Bossence
- Cornwall, the area of origin of the surname
- Pronunciation: bah-sense, bo-sense

Origin
- Word/name: Cornish
- Meaning: "Holy dwelling" or "Saint's dwelling" Bodsans → Bossans → Bossence
- Region of origin: England Cornwall

Other names
- Variant forms: Bosence, Bossance, Boscence

= Bossence (surname) =

Cornish surname

Bossence is a surname of Cornish origin. It is an anglicized variant of the original Cornish "bos" (archaic "bod") meaning "dwelling" and "sans" meaning "holy" or "saint." It is also commonly spelled Bosence.

== Origins and variants ==
"Bossence" is a habitational name from the Penwith region of Cornwall near Land's End in South West England. As a surname, it is historically heavily concentrated in the towns and villages of Penzance, Hayle, St Erth, Sancreed, St Just, Morvah, Sennen, and St Buryan. There are also places called "Bosence" in the parishes of St Hilary and Sancreed. Today, Bossence and its variants are most commonly found in Canada, England, the United States, and Australia.

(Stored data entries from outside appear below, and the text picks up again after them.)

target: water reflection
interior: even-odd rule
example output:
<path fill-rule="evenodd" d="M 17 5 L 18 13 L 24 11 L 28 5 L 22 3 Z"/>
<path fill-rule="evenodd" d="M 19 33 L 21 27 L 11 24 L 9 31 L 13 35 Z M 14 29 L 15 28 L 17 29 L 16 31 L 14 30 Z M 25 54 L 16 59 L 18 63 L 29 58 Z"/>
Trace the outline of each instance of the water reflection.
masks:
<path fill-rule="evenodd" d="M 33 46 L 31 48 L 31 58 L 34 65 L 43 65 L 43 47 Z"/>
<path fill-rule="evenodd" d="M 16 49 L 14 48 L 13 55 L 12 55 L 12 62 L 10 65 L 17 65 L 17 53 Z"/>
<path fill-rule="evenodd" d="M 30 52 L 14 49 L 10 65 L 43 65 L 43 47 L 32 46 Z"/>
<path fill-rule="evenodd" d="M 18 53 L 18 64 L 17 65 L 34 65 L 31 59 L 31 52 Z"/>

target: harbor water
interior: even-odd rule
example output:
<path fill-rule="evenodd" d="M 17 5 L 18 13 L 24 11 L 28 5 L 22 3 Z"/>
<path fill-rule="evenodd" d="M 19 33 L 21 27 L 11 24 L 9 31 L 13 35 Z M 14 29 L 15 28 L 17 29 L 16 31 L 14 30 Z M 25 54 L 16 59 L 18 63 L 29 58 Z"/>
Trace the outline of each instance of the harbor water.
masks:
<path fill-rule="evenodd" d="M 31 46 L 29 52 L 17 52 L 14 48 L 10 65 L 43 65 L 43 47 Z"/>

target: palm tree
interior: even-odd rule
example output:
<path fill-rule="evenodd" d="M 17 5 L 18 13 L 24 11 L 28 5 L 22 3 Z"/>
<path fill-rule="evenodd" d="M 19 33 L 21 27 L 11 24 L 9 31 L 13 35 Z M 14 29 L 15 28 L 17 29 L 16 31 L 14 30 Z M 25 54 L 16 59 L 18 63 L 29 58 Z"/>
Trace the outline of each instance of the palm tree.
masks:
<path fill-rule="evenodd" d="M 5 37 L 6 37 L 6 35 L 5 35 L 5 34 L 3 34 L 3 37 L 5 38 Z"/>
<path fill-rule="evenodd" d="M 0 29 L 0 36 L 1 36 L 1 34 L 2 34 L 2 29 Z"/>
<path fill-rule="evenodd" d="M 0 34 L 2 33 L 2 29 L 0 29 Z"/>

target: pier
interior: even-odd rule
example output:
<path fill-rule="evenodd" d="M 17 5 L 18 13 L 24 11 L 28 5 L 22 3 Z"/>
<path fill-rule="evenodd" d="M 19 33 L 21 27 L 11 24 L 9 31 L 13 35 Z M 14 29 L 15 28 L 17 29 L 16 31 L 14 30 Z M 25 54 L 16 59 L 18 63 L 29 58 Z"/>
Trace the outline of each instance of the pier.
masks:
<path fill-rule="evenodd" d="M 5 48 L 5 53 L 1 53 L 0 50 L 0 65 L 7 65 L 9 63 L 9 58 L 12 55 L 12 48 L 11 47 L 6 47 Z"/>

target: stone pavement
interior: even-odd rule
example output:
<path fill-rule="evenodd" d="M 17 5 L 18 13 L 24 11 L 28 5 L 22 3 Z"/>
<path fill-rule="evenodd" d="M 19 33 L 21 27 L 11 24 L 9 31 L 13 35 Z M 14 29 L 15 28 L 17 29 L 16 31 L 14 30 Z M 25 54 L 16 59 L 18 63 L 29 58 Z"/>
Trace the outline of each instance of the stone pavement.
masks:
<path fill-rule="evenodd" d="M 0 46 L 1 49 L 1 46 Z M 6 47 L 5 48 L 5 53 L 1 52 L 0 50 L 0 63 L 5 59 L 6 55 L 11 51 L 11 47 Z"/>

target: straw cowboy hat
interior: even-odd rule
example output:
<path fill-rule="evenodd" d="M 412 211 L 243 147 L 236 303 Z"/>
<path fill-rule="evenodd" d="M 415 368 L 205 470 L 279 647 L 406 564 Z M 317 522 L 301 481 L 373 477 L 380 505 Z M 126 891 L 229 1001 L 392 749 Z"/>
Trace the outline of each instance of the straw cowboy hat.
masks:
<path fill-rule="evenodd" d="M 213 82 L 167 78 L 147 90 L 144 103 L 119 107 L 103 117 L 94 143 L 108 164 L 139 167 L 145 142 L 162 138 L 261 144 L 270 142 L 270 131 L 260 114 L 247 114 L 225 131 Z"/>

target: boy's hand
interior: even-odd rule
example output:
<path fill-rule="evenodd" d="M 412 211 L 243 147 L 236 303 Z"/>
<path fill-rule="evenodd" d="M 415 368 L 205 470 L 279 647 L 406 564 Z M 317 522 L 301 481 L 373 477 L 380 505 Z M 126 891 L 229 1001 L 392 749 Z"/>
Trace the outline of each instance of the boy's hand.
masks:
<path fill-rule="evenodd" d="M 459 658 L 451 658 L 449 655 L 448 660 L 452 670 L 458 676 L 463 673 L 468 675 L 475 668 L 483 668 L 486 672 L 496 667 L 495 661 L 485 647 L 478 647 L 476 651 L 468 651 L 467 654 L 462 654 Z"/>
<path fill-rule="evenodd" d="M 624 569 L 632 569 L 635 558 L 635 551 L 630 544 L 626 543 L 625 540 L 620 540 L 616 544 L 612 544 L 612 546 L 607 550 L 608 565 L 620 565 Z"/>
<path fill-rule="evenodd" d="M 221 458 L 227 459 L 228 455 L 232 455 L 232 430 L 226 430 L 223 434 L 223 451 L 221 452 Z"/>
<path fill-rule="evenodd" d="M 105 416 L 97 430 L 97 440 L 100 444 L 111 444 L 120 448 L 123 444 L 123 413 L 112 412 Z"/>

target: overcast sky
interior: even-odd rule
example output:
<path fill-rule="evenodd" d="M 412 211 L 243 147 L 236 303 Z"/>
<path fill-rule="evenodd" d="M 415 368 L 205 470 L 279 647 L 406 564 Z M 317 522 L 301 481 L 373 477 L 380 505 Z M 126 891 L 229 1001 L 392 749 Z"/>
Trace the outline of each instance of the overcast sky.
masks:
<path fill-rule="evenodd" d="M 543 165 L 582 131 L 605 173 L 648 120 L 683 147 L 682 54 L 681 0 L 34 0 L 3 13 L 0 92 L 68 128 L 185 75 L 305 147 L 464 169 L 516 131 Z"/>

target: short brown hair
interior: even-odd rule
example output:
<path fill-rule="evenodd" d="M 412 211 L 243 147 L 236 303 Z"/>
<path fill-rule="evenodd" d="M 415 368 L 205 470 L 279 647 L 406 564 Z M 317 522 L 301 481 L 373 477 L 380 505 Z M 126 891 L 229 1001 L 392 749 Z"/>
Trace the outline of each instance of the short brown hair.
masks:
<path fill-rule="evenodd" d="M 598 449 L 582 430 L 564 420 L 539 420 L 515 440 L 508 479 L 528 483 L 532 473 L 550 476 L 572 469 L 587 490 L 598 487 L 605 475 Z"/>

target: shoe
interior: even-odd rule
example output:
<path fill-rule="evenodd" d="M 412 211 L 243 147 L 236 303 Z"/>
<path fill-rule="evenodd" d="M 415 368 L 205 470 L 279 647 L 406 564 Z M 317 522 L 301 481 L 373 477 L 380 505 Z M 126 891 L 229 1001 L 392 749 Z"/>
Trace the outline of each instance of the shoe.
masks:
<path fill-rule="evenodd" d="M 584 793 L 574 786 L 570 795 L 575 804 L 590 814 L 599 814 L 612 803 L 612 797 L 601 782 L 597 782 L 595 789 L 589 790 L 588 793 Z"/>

Until the gradual standardization of English spelling in the last few centuries, English lacked any comprehensive system of spelling. Cornish names, particularly as they were anglicized from the original Cornish, historically displayed wide variations in recorded spellings as scribes of the era spelled words according to how they sounded rather than any set of rules. This means that a person's name was often spelled several different ways over a lifetime. As such, different variations of the Bossence surname usually have the same origin.